[
https://issues.apache.org/jira/browse/NIFI-4551?page=com.atlassian.jira.plugin.system.issuetabpanels:all-tabpanel
]
Pierre Villard resolved NIFI-4551.
----------------------------------
Resolution: Feedback Received
Apache NiFi 1.x is no longer maintained and no new release is planned on the
1.x release line. Marking as resolved as part of a cleanup operation. Please
open a new one with an updated description if this is still relevant for NiFi
2.x.
> JSON to Avro conversion fails for records which have nested records
> -------------------------------------------------------------------
>
> Key: NIFI-4551
> URL: https://issues.apache.org/jira/browse/NIFI-4551
> Project: Apache NiFi
> Issue Type: Bug
> Components: Core Framework
> Affects Versions: 1.4.0
> Reporter: Charlie Meyer
> Priority: Major
> Attachments: ExampleObject.avsc, examplePayload.avro,
> examplePayload.json, example_object.avdl, nifi_json_avro_bug.xml,
> schema_registry_payload.json
>
>
> JSON to Avro conversion fails for records which have nested records.

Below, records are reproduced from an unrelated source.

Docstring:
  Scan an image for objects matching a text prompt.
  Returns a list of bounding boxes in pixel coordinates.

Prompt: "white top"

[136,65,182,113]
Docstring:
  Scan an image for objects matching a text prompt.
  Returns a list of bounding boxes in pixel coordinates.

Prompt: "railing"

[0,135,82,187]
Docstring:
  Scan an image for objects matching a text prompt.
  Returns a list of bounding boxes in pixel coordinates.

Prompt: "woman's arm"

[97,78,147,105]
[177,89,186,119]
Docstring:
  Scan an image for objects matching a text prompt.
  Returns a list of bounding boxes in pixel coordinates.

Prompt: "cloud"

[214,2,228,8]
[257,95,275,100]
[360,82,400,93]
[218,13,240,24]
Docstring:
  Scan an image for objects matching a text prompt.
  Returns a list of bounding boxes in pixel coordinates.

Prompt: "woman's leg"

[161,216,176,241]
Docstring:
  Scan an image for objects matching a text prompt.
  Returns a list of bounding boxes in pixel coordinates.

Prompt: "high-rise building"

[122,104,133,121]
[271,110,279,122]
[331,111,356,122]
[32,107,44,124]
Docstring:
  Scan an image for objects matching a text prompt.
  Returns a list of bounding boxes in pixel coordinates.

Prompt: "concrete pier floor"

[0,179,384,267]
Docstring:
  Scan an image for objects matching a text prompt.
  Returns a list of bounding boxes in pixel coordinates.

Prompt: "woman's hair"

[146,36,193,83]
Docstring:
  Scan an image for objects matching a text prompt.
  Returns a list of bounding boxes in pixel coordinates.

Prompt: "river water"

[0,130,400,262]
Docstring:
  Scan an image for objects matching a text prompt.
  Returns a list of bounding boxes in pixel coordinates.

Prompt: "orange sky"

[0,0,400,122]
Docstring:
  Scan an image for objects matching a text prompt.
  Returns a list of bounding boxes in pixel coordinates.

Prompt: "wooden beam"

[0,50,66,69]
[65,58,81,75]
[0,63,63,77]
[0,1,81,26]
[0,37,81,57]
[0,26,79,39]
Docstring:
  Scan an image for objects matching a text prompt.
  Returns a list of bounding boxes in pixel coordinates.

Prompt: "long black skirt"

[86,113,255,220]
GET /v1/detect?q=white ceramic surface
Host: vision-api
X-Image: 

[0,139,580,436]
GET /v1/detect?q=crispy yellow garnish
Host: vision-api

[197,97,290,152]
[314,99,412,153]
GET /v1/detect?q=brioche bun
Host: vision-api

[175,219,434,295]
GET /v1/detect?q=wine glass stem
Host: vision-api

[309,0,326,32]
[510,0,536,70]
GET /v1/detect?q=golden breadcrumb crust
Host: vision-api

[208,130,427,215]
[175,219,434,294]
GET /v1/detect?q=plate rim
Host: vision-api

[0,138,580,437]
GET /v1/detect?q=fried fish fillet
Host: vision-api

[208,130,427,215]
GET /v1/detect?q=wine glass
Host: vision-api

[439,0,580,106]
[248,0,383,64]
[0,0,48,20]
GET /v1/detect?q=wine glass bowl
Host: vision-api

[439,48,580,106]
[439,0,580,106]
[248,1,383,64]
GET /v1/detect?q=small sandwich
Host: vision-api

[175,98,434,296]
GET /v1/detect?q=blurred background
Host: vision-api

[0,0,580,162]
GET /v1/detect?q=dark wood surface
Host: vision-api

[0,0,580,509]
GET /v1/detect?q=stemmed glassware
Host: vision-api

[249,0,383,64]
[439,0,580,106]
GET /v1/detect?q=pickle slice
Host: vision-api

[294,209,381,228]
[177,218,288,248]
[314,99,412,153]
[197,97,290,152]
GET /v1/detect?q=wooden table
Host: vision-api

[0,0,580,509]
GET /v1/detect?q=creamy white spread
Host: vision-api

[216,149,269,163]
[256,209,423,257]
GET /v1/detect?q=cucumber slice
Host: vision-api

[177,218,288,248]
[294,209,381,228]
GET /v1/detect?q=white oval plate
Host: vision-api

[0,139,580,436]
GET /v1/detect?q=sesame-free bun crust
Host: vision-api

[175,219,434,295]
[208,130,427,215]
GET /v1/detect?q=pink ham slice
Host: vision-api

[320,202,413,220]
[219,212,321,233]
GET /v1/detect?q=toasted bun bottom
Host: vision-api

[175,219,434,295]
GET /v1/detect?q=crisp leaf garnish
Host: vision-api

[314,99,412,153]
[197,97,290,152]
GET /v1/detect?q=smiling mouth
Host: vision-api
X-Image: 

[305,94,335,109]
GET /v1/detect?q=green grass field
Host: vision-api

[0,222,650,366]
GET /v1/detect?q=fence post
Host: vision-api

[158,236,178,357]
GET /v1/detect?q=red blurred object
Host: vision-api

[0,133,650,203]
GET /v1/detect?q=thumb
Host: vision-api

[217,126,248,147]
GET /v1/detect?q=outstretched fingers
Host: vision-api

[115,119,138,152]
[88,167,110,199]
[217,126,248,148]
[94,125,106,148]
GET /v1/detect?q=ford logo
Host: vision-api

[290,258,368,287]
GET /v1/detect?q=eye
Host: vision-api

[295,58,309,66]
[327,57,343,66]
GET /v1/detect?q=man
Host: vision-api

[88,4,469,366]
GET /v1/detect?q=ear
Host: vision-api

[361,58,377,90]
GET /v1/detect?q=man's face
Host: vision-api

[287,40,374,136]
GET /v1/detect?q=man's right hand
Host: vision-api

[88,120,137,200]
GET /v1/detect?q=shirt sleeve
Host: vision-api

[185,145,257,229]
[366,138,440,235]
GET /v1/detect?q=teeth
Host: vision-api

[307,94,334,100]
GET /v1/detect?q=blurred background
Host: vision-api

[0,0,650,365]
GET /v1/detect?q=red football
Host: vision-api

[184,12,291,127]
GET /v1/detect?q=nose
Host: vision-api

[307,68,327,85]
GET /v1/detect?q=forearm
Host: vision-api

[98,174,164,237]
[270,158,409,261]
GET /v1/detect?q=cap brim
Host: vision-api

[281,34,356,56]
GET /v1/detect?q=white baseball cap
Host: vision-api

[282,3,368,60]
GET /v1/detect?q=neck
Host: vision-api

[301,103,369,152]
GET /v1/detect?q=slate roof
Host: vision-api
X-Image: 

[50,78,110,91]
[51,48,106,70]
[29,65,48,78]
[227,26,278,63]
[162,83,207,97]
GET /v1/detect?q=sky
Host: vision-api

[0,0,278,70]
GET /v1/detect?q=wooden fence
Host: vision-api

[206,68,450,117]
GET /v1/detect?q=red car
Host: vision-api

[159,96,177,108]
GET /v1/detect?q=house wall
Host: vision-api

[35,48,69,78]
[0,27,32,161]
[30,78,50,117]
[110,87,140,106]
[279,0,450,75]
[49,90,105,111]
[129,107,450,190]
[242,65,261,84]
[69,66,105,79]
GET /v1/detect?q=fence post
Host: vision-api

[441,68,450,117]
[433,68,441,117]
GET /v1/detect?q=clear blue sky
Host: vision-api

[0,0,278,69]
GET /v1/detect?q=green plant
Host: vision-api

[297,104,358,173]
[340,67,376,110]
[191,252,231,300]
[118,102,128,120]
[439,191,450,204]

> Given a confluent schema registry exists at some accessible address
> Steps to recreate:
> # register the schema:
> {{$ curl -H "Content-Type: application/vnd.schemaregistry.v1+json" -d
> @schema_registry_payload.json 4.3.2.1:8081/subjects/nifiBug/versions | jq}}
> # verify that we can use that schema to convert json to and from avro
> {{$ avro-tools fromjson --schema-file ExampleObject.avsc examplePayload.json
> > examplePayload.avro
> $ avro-tools tojson examplePayload.avro | jq}}
> # apply the attached template to nifi: nifi_avro_bug.xml
> # start up the components that the template created in nifi
> run the following command:
> {{$ curl -X POST -d @examplePayload.json http://localhost:5001/ | jq}}
> The serialization to avro fails with the following stack trace:
> {{
> 2017-10-30 11:41:02,199 ERROR [Timer-Driven Process Thread-5]
> o.a.n.p.k.pubsub.PublishKafkaRecord_0_10
> PublishKafkaRecord_0_10[id=19a933c0-f766-1221-4373-21c102ff71ab] Failed to
> send all message for
> StandardFlowFileRecord[uuid=4834f5cb-f513-49ee-8c3e-305a3acc64b6,claim=StandardContentClaim
> [resourceClaim=StandardResourceClaim[id=1509378326140-1, container=default,
> section=1], offset=4297, length=156],offset=0,name=75094273920075,size=156]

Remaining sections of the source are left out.